数据来源有三张表:
user_visit_action,描述用户点击信息,存储在hive中
模拟数据如下:有效信息date,点击时间,city_id城市,order_product_id用户点击商品的id
date,user_id,session_id,page_id,action,city_id,search_keywords,order_product_id
2018/5/1,,,,,010,,1011
2018/5/1,,,,,010,,1011
2018/5/1,,,,,010,,1011
2018/5/1,,,,,010,,1011
2018/5/1,,,,,011,,1011
2018/5/1,,,,,011,,1011
2018/5/2,,,,,011,,
2018/5/2,,,,,011,,null
2018/5/2,,,,,011,,1022
2018/5/2,,,,,011,,
2018/5/2,,,,,010,,1033
2018/5/2,,,,,010,,1034
2018/5/2,,,,,012,,1035
city_info,描述城市信息,存储在MySQL中
数据描述:城市id,城市名称,所属区域
city_id,city_name,area
010,beijing,huazhong
011,tianjin,huazhong
012,hebei,huazhong
020,shanghai,huanan
021,nanjing,huanan
022,shandong,huanan
030,haerbin,dongbei
031,jilin,dongbei
032,shenyang,dongbei
roducet_info,描述商品信息,存储在hive中
数据描述,商品id,商品名称,扩展信息
product_id,product_name,extends_info
1011,aa,{"product_status":0,"price":100}
1022,bb,{"product_status":1,"price":101}
1033,cc,{"product_status":0,"price":102}
1034,dd,{"product_status":1,"price":103}
1035,ee,{"product_status":0,"price":104}
1036,ff,{"product_status":1,"price":105}
1037,gg,{"product_status":0,"price":106}
1038,hh,{"product_status":0,"price":107}
1039,ii,{"product_status":1,"price":108}
1040,jj,{"product_status":0,"price":109}
1041,kk,{"product_status":1,"price":110}
1042,ll,{"product_status":0,"price":111}
案例需求:求出不同区域的热点商品,求top3
额外要求:增加字段描述商品对应所在区域的城市名称,增加商品来源(product_status)
主体代码实现
package day6.test1.day9
import java.util.Properties
import org.apache.spark.rdd.RDD
import org.apache.spark.sql.{Row, SaveMode}
import org.apache.spark.sql.hive.HiveContext
import org.apache.spark.{SparkConf, SparkContext}
object HotGoodsMT{
def main(args: Array[String]): Unit = {
/**
* 第一步 创建程序入口
*/
val conf = new SparkConf().setMaster("local")

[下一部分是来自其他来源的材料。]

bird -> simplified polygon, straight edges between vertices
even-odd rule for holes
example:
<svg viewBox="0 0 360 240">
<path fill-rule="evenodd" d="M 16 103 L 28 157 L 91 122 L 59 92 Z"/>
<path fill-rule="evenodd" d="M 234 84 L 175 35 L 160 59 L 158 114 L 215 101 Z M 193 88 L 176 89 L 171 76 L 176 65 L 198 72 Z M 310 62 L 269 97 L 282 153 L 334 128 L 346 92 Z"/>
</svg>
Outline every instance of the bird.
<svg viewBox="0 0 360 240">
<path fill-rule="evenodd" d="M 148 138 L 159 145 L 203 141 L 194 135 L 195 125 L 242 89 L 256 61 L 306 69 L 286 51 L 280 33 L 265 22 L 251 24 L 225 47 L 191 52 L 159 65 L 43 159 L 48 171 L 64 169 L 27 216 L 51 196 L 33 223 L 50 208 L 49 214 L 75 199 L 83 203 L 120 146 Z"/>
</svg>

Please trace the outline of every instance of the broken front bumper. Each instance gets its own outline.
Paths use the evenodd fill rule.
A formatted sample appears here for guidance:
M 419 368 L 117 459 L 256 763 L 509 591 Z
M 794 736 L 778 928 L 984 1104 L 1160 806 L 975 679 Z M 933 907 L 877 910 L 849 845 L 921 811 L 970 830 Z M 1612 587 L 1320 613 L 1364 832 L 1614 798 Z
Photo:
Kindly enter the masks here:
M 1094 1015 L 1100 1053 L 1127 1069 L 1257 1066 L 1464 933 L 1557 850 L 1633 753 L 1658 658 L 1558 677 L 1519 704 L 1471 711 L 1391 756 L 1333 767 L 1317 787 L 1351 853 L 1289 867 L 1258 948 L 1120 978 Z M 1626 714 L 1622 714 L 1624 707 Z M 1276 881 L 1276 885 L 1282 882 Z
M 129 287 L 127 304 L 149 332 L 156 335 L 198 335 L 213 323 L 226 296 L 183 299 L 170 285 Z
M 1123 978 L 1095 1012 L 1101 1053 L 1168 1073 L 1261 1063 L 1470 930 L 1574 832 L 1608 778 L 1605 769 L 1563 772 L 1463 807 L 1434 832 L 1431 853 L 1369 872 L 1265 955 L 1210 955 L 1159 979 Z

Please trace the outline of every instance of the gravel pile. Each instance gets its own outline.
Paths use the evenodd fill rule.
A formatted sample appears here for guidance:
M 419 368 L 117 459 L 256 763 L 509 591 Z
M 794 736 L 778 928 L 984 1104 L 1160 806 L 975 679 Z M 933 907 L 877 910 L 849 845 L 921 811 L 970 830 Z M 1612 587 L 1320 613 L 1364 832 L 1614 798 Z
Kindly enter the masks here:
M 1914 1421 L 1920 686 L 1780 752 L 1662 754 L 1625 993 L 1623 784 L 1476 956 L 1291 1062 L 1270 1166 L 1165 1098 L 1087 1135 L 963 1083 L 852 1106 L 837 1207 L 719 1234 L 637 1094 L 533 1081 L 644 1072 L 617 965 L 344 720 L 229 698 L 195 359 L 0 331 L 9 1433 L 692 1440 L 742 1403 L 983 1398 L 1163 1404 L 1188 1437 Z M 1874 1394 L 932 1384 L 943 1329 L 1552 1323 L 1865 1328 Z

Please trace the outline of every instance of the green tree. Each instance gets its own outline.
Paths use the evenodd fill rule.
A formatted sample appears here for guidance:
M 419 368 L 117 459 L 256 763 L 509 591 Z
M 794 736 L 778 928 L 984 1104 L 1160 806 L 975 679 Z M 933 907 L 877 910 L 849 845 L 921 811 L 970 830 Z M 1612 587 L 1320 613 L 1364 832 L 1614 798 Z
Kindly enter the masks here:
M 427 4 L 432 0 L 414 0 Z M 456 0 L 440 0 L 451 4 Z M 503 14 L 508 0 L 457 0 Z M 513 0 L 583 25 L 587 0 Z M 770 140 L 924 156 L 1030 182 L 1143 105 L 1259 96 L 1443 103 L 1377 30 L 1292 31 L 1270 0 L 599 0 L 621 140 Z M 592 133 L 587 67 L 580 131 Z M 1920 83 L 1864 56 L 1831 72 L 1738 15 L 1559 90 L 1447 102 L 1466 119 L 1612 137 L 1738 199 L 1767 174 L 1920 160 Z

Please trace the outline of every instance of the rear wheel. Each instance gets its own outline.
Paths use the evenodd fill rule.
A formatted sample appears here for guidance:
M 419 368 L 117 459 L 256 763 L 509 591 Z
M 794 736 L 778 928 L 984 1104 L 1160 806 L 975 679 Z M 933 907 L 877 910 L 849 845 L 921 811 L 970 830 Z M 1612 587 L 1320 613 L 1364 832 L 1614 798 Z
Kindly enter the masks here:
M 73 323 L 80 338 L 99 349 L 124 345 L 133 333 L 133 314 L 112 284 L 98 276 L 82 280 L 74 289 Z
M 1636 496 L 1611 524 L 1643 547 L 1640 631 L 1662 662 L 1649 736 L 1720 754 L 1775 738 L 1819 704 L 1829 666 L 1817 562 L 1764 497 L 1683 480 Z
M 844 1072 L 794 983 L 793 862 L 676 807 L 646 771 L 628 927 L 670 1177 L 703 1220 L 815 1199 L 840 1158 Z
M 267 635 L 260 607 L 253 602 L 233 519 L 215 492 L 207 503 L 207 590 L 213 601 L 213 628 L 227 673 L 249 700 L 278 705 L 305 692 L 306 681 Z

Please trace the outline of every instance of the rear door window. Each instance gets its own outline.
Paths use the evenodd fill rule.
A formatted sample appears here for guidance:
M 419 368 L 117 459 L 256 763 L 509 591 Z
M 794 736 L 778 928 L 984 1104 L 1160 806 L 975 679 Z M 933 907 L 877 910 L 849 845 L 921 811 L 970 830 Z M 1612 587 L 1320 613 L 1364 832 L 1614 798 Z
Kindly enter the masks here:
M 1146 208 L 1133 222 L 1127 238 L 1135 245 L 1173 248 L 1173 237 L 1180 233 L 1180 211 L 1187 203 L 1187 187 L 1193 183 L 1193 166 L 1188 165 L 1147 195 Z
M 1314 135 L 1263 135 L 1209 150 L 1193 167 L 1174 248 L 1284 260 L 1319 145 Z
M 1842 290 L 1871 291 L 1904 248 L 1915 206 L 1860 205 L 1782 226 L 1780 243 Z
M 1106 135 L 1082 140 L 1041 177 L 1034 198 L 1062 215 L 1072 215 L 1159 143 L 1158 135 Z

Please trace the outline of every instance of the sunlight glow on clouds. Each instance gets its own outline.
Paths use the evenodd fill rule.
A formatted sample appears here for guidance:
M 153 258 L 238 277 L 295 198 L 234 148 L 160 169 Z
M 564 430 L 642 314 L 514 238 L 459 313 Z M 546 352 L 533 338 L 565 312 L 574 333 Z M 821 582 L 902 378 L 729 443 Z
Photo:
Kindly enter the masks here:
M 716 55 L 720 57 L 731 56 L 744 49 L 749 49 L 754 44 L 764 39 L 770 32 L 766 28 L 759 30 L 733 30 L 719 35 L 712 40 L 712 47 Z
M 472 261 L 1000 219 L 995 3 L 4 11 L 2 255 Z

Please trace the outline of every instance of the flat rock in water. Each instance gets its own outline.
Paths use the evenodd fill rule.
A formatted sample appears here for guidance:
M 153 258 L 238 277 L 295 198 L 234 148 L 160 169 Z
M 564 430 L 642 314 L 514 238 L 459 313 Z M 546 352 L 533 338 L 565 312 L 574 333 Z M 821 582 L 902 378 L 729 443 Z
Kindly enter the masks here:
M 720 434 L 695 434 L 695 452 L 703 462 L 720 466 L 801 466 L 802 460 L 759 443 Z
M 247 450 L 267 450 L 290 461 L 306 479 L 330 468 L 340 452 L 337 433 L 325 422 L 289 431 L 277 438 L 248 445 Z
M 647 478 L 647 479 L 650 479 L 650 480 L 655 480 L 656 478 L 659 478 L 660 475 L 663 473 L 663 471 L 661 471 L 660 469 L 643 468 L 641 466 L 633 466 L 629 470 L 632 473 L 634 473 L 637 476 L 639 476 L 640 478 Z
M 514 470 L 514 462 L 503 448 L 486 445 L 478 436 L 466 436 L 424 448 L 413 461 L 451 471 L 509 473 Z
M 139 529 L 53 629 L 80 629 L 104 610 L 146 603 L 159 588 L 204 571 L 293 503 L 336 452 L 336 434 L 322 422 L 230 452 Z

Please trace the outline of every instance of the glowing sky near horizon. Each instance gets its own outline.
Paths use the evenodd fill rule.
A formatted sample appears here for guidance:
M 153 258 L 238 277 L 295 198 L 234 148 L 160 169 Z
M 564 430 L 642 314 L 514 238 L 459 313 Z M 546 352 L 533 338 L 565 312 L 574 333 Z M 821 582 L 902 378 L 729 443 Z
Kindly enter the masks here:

.setAppName(s"${this.getClass.getSimpleName}")
val sc = new SparkContext(conf)
val sqlContext = new HiveContext(sc)
//自定义的聚合函数
// sqlContext.udf.register("group_dinstict_func",GroupDinstictUDAF)
sqlContext.udf.register("get_product_status",(str:String) =>{//json
var status=0;
for( s <- str.split(",")){
if(s.contains("product_status")){
status=s.split(":")(1).toInt
}
}
if (status == 0)"自营" else "第三方"
})
/**
* 第二步 接收外面传进来的参数
* 起始时间 startTime
* 结束时间 endTime
*/
val Array(startTime,endTime)=Array("2018/5/1","2018/5/4")//args
/**
* 第三步:
* 根据时间去Hive表里面获取用户行为的数据
* 注册成为临时信息表cityid2Action
*/
val cityid2Actiontable = "cityid2Action"
val cityid2Action
= getActionDataByRange(startTime,endTime,sqlContext,cityid2Actiontable)
/**
* 【接下来我做的这些事,不一定是最好的选择】,大家可以按照自己思路做。
* 第四步:
* 获取城市信息表(mysql)
* 注册为临时信息表cityid2City
*/
val cityid2Citytable = "cityid2City"
val mysql_tablename = "city_info"
val cityid2City = getCityInfo(sqlContext,cityid2Citytable,mysql_tablename)
/**
* 第五步:
* 第三步和第四步的表进行 join (cityid) -> table
* cityid2Action
* cityid2City
*/
val area2ActionTable = "areaaction"
generateTempTable(sqlContext,cityid2Actiontable,cityid2Citytable,area2ActionTable)
/**
* 第六步:
* 统计商品点击的次数
* 增加需求,将商品在不同区域的城市合并,添加为新字段
*/
//注册自定义的函数
sqlContext.udf.register("combaincity",MyUDAT_cityCombain)
val area2citynameactiontable = "areacombaincityname"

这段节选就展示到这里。